A number of the leading COVID-19 vaccines, including the first to market, rely on new platforms. These are technologies that have been developed over years, even decades, to target not just a single disease, but to take advantage of a key scientific development to affect a range of (current and future) clinical needs. Messenger RNA, which underpins the first two vaccine candidates is one such example – developed for other purposes and now deployed to combat a previously unknown virus.
At the Massachusetts General Hospital (MGH) Vaccine and Immunotherapy Center (VIC), we have been developing a self-assembling vaccine (SAV) platform that activates the immune system to attack specific targets. The core of the platform is a protein adapted from the bacterium that causes tuberculosis (called the protein core) and that powerfully displays fragments of proteins to the immune system. In our Self-Assembling Vaccine platform, any protein sequence from a new virus can be readily attached to the protein core to quickly make a vaccine. In 2014, for example, using Lassa virus, we went from viral sequence through pre-clinical testing in only 120 days. (Suffice it to say, that is fast!)

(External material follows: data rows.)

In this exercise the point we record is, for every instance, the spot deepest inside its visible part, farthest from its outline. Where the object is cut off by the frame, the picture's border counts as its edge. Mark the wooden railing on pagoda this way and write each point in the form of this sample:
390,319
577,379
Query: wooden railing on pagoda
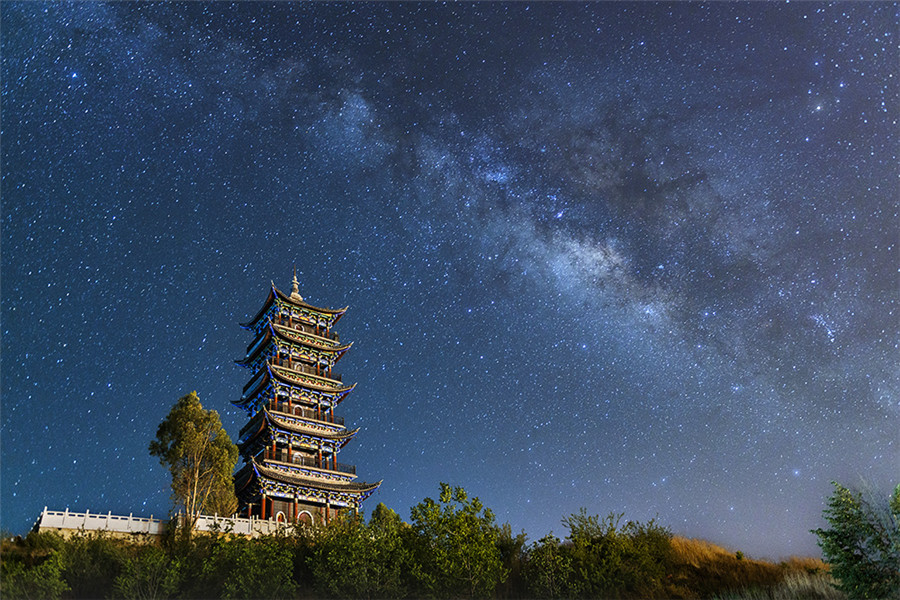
307,461
299,411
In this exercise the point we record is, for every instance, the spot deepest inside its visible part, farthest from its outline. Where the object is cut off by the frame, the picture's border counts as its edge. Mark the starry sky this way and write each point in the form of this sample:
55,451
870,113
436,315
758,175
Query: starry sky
630,257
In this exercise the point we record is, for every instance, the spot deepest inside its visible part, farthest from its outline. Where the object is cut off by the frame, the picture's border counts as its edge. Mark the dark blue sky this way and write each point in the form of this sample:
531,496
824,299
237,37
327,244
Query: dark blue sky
630,257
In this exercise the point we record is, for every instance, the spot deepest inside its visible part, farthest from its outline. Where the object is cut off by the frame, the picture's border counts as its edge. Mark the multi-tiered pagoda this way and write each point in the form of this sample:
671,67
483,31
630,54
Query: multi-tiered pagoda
290,446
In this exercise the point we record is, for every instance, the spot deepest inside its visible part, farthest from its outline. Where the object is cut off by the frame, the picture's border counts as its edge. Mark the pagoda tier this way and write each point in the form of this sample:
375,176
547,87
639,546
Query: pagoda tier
294,312
293,348
290,445
290,391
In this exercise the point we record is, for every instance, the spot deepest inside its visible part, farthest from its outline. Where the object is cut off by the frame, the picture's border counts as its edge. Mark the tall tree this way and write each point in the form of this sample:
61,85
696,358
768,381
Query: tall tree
862,542
195,447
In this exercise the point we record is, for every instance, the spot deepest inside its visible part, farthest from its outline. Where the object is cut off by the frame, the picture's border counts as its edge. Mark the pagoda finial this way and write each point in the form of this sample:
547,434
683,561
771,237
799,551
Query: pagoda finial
295,287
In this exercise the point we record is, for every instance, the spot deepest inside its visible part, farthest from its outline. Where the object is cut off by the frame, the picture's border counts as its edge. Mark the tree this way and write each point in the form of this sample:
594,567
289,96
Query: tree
613,560
195,447
458,553
862,544
549,570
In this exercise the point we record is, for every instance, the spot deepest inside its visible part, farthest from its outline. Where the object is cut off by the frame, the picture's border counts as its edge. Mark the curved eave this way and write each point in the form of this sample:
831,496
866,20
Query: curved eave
317,484
288,427
337,388
249,324
281,333
332,312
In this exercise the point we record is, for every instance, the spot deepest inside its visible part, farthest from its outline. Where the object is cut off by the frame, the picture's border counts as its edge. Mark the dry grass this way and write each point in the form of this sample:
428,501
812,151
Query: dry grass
705,570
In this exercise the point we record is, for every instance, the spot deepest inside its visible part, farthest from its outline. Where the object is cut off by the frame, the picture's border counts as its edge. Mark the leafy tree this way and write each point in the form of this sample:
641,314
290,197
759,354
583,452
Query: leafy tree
613,560
252,568
457,550
862,543
391,538
148,575
195,447
549,572
353,560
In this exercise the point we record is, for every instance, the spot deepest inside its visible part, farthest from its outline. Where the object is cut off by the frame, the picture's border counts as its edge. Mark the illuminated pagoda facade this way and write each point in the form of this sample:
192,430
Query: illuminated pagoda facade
290,445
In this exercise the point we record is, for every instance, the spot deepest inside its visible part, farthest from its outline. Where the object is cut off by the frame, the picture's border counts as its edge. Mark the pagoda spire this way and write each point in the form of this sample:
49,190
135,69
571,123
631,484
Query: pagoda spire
295,287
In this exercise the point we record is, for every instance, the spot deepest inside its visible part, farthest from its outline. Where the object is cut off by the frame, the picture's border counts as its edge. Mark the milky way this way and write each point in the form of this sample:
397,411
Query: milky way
638,258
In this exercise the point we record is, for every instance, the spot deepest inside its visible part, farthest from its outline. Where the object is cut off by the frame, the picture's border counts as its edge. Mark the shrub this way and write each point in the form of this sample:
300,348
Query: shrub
90,564
456,546
609,560
148,575
43,581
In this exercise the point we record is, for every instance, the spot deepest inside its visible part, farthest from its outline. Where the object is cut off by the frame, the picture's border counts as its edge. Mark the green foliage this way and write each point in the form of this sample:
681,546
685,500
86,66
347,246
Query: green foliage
352,560
862,543
200,456
512,556
91,562
612,561
41,582
249,568
456,550
549,572
149,575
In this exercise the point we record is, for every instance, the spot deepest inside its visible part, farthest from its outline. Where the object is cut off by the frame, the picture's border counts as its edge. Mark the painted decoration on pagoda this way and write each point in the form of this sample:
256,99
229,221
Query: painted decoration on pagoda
291,442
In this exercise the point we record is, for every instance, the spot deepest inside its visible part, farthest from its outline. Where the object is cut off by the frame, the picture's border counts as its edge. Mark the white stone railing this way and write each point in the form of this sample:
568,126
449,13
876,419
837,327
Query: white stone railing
87,521
98,522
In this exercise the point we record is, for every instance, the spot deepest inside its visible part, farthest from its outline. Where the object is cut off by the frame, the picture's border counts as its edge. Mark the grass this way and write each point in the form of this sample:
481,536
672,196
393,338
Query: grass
705,570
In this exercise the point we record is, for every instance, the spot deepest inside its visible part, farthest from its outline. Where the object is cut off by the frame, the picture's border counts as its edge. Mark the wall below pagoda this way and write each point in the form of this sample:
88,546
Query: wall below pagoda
284,510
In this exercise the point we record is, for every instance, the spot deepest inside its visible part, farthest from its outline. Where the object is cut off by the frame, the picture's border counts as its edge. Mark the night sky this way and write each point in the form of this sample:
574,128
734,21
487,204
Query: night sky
638,258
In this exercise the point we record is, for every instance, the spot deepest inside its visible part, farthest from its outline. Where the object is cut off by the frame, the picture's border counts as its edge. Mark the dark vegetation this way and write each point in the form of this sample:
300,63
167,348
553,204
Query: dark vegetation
452,548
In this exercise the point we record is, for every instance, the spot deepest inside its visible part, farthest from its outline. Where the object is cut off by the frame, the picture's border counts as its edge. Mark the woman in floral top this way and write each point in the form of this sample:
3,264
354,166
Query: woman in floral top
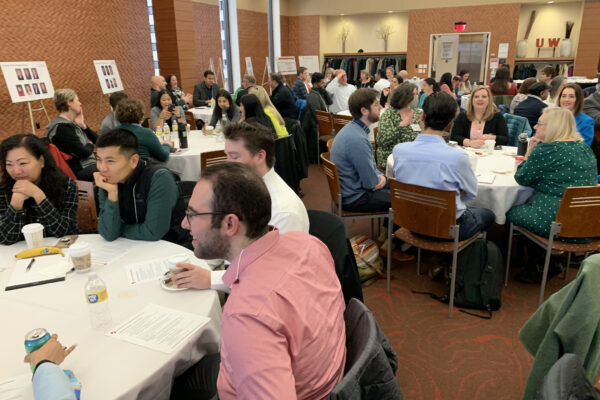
398,124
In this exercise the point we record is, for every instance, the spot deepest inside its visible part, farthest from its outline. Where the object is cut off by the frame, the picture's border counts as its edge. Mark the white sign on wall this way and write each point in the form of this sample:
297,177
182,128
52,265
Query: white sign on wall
108,76
27,80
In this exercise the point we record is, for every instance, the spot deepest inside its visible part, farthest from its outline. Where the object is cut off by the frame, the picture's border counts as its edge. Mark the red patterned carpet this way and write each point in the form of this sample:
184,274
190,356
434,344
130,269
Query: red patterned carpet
463,358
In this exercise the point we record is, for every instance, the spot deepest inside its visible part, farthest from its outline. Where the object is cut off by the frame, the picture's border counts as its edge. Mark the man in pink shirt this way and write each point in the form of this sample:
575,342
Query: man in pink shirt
283,333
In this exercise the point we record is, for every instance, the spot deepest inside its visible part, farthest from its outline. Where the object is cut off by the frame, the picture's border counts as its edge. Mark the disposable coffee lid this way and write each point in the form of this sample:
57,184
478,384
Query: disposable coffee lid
30,228
79,249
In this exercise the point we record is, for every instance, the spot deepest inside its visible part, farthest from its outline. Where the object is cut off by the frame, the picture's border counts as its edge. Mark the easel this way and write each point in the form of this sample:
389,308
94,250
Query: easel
31,110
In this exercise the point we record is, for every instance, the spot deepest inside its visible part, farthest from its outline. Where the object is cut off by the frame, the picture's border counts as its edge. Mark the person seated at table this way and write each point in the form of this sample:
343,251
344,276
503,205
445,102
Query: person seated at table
480,122
282,330
364,187
366,80
225,111
522,95
110,121
163,112
399,124
34,189
465,85
556,85
299,88
445,84
206,91
571,98
177,95
71,135
247,82
49,381
533,106
282,97
502,86
131,113
340,90
253,113
428,161
429,86
556,159
395,81
138,200
270,110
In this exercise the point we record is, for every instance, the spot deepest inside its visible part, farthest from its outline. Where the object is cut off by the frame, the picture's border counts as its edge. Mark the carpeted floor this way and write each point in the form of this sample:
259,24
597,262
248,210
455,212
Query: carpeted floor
465,357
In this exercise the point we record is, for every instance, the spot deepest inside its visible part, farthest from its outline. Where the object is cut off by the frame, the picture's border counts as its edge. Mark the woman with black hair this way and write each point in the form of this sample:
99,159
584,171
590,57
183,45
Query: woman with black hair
252,112
446,84
34,189
225,110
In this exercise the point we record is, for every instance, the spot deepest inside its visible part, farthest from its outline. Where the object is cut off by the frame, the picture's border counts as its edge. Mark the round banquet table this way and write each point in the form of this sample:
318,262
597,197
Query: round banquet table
500,195
186,162
107,368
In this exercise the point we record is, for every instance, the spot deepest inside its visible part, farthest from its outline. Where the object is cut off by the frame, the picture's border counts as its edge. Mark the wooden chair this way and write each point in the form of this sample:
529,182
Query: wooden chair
429,212
577,217
87,218
211,158
325,128
335,191
339,121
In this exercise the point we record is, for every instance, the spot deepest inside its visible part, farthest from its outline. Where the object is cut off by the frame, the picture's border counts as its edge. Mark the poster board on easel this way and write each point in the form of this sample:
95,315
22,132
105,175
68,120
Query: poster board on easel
28,81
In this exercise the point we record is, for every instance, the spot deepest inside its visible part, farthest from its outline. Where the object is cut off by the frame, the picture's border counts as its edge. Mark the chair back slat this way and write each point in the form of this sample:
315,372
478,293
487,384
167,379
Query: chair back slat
211,158
579,212
423,210
325,124
339,121
87,218
333,178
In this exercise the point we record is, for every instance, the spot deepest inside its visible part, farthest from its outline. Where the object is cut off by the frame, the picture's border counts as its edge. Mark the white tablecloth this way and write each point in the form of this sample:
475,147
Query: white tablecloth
107,368
187,162
498,196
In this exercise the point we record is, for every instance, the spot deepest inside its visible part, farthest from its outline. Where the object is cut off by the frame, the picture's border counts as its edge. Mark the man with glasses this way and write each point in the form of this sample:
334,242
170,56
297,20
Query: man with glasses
138,200
283,333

Knowledge of the immune response to severe acute respiratory syndrome coronavirus-2 (SARS-CoV-2 or COVID-19) infection has been accumulating at an almost unimaginable pace. Dr. Patrick Reeves and his team at VIC, in collaboration with Voltron Therapeutics Inc., have developed a method for sifting through the knowledge and identifying the regions of the novel SARS-CoV-2 virus that the immune system targets most strongly. Each individual’s immune response is different, as indicated by the varying degree of illness that people experience once exposed to COVID-19. For this reason, rather than selecting a few precise sequences of the virus, Dr. Reeves and his colleagues chose an array of viral regions that appear again and again in different experiments. While a given individual may or may not respond well to a specific sequence within the region, most people’s immune systems will identify something within the pattern or grouping to which it will react in order to protect the person from the foreign invader – in this case, the coronavirus.

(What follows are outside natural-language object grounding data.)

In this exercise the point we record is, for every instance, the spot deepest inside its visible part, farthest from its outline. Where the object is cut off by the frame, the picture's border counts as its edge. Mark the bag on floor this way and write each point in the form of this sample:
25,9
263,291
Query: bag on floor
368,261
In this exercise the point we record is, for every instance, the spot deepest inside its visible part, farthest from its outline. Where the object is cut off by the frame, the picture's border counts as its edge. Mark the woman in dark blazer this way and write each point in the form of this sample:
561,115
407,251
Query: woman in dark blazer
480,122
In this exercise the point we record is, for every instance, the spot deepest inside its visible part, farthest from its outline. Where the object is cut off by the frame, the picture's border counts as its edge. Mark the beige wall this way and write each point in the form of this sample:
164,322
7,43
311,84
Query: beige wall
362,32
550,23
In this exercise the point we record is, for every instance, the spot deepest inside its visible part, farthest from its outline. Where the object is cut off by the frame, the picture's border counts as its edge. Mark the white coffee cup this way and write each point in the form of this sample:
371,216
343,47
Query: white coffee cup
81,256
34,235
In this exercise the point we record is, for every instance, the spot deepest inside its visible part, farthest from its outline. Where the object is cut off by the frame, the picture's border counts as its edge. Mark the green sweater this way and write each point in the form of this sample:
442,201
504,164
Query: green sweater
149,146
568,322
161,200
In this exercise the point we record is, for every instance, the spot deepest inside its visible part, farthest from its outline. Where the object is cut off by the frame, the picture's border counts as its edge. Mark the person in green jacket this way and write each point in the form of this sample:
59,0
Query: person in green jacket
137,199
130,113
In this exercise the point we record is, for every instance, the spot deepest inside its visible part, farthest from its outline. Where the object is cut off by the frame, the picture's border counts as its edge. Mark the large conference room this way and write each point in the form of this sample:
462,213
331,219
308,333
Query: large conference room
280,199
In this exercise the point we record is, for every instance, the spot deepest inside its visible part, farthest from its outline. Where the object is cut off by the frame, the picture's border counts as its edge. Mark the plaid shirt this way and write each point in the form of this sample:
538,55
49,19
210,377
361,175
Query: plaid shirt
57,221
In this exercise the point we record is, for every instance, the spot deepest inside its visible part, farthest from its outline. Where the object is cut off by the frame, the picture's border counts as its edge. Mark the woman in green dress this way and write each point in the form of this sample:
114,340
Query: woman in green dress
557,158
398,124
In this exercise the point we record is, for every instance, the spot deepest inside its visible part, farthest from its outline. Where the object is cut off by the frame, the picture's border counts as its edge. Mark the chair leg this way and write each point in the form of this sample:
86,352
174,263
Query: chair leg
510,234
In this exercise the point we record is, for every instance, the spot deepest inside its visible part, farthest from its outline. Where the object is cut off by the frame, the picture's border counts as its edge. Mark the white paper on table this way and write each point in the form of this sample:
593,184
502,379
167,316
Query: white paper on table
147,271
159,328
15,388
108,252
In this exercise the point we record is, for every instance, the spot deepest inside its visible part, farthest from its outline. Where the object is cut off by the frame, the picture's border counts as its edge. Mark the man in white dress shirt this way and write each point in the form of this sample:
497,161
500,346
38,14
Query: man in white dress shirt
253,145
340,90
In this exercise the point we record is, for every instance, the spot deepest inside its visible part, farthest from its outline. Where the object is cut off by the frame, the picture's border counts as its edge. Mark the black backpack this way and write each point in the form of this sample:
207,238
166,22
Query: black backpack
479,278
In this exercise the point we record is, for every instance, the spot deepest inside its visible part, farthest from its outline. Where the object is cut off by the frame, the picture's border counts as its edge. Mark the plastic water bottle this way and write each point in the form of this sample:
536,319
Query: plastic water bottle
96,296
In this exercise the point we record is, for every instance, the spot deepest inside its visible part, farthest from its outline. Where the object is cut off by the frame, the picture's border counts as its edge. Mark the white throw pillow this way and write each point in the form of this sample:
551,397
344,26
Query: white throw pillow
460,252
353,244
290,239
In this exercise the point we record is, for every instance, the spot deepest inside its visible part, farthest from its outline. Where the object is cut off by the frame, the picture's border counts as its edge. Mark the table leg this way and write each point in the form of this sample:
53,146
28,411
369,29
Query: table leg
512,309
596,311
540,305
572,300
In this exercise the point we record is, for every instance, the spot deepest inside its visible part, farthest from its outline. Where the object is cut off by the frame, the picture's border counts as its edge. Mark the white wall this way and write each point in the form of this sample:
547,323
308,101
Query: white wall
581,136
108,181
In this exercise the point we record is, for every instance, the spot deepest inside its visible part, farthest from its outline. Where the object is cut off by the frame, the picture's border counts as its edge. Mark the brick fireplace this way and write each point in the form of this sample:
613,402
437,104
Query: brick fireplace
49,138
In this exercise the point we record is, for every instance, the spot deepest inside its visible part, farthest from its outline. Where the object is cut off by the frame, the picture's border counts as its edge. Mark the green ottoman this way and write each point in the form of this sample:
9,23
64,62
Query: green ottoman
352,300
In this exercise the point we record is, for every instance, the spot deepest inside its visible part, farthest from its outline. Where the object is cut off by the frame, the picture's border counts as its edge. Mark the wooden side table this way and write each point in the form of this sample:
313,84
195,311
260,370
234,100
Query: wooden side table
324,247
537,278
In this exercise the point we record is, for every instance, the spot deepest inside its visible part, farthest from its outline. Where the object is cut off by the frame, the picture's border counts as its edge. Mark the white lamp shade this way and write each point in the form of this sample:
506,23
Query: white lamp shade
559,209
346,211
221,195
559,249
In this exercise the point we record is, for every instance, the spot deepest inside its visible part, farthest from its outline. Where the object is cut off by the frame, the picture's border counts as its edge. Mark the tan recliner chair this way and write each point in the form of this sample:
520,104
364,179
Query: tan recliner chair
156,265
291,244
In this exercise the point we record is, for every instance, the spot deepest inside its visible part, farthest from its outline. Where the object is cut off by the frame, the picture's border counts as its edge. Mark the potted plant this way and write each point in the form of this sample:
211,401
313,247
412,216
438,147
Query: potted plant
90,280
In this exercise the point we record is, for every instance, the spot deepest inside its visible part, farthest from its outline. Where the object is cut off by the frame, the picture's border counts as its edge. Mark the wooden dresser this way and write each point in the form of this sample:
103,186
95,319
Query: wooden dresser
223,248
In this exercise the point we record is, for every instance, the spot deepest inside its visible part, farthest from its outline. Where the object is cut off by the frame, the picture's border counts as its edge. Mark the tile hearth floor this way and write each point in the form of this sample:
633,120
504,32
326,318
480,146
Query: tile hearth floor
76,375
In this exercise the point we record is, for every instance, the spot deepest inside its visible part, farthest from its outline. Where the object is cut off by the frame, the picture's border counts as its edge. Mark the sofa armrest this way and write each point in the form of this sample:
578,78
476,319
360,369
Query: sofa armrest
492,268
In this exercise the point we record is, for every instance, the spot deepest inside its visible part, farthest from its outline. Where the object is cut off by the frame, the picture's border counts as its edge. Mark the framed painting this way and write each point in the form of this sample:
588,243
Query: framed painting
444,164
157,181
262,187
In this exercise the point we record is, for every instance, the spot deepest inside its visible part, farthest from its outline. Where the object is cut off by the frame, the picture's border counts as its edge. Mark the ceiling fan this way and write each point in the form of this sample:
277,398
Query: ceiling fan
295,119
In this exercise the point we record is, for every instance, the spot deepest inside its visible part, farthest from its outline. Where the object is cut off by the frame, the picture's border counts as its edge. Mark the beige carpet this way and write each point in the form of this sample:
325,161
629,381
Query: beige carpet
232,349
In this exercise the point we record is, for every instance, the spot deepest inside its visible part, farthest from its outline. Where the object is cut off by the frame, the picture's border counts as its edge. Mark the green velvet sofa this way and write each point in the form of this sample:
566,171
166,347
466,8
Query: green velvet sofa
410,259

Will we need to vaccinate the whole world every year?
This next line of vaccines, like the SAV platform being developed by VIC, will prove to be very important. While the early reports and press releases from Pfizer, Moderna, and Astra-Zeneca are impressive and exciting, many unanswered questions remain. The first centers around durability of the immune response. More specifically, will we need to vaccinate the whole world every year? Unlike the front-running candidates, which are focused on stimulating antibodies in response to vaccine exposure, the SAV platform is aimed at training the T-cells (sometimes called memory cells) that are thought to provide longer lived immunity. T-cells are part of the adaptive immune system or active immune response; they recognize foreign substances, including infections, that they were exposed to in the past and then produce antibodies to attack the foreign body – kind-of like a precursor to or director of antibody production.

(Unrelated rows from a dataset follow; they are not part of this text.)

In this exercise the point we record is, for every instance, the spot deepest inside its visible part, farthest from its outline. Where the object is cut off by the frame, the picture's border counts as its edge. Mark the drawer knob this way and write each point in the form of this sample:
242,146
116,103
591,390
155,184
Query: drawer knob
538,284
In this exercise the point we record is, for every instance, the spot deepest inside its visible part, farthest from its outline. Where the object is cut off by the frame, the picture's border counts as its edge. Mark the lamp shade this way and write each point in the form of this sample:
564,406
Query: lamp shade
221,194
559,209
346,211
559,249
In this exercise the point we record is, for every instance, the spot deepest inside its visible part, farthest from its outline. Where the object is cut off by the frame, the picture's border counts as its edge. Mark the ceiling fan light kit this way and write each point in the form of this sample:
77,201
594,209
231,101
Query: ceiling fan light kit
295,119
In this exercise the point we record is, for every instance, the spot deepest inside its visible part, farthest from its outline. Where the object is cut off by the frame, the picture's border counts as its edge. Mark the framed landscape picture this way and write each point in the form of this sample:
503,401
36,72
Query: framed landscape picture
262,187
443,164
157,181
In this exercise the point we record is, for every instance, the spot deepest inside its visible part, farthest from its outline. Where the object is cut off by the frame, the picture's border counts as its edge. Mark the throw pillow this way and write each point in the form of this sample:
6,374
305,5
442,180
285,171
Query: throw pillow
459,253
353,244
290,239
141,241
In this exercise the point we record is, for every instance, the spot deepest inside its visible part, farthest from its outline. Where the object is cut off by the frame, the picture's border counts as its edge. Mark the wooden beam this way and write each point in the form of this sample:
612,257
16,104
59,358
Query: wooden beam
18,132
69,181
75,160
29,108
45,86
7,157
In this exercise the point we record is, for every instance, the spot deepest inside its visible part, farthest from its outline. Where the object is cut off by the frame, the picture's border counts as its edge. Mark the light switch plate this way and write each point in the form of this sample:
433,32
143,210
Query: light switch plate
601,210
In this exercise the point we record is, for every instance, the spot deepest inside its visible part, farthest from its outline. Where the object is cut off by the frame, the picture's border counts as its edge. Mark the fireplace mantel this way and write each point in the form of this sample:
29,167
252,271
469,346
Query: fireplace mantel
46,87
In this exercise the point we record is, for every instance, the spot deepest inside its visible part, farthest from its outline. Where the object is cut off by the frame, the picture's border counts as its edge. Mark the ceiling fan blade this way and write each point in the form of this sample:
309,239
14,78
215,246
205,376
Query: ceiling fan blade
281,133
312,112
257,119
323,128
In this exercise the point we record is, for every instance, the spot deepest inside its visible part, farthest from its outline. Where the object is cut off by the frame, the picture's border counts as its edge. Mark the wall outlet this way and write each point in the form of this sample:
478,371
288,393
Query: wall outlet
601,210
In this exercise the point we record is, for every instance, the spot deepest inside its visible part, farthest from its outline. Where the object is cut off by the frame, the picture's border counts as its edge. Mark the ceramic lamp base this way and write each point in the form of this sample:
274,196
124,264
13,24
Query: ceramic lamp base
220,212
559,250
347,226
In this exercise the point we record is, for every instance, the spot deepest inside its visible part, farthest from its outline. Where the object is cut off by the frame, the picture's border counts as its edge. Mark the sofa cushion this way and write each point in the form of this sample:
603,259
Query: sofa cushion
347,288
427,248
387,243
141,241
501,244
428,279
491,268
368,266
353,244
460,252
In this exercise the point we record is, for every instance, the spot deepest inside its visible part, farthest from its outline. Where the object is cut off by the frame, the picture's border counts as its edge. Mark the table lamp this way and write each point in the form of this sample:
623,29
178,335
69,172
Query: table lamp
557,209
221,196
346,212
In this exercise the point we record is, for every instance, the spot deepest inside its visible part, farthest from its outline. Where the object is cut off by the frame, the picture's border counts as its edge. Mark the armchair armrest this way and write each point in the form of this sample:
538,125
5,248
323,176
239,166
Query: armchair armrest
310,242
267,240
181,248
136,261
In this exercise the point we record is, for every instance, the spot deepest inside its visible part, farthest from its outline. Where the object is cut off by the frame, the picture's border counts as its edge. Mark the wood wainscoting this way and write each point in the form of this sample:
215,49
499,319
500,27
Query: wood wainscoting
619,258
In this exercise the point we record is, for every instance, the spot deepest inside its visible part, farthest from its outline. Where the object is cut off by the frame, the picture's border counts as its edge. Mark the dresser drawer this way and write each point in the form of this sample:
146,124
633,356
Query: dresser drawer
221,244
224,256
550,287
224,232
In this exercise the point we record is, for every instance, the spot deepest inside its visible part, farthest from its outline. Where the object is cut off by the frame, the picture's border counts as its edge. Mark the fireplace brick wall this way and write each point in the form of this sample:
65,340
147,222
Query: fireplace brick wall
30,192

Regardless, second generation vaccines, like the one being developed at VIC, are critical for the overarching response
Next, there is the question of access and distribution of vaccines that require ultra-low temperature storage and multiple doses. Plus, safety concerns may emerge as follow up continues with ongoing trials. While rare and hopefully not serious, untoward side effects or adverse reactions could limit the number of people who should otherwise receive the vaccine. Progress thus far has happened at record speed; therefore, we dare to hope that the frontrunners will be enough to suppress or eliminate COVID-19 worldwide. Regardless, second generation vaccines, like the one being developed at VIC, are critical for the overarching response. In addition, the SAV platform can be applied to emerging infectious and other diseases where the immune system needs to be targeted, including coronaviruses in general, viral and bacterial infections, the next pandemic, and even cancer.